Qual è il punto? Dai Giochi Olimpici di Londra 2012, Katie Ledecky ha sempre conquistato una medaglia d’oro. La distanza in cui è più vittoriosa sono gli 800 stile libero, vinti quest’anno col tempo di 8’11″04. Come se non bastasse, ha poi registrato il chiusi in 15’30″02.
Le olimpiadi di Parigi sono state utili per Ledecky per far registrare un record nel record. Con la vittoria degli 800 metri, è diventate anche la donna con più ori olimpici della storia, nove, a pari merito con l’ex ginnasta sovietica Larisa Latynina.
Sarah Sjöström
Ultima, ma non per importanza, c’è Sarah Sjostrom. La nuotatrice svedese, in queste Olimpiadi ha conquistato l’oro nei 50 metri stile libero e nei 100 metri stile libero. Due distanze dove la svedese regna da anni in maniera incontrastata, salvo conquistare solo due argenti nei Mondiali del 2019 e nei Giochi Olimpici del 2021. Dai Mondiali del 2022, la svedese ha vinto solo la medaglia d’oro.

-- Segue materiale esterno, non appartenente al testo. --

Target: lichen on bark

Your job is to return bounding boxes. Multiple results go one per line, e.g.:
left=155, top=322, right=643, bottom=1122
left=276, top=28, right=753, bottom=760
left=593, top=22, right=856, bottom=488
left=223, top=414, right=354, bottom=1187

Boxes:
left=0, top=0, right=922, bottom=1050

Anche per lei è giusto vedere e considerare il percorso che l’ha portata ai Giochi di Parigi. Nel 2023, ai Mondiali di Fukoka, vince l’oro nei 50 stile libero facendo registrare il record mondiale di 23″61. Nei Mondiali di quest’anno di Doha, vera prova generale prima dei Giochi, arriva un’altra doppietta fra 50 stile libero e i 50 farfalla.
Fra le stille più luminose di queste Olimpiadi c’è anche quella della svedese. A 31 anni è già nell’Olimpo delle migliori di sempre detenendo anche tre record mondiali: i 50 m farfalla, dei 50 m stile libero e dei 100 m stile libero.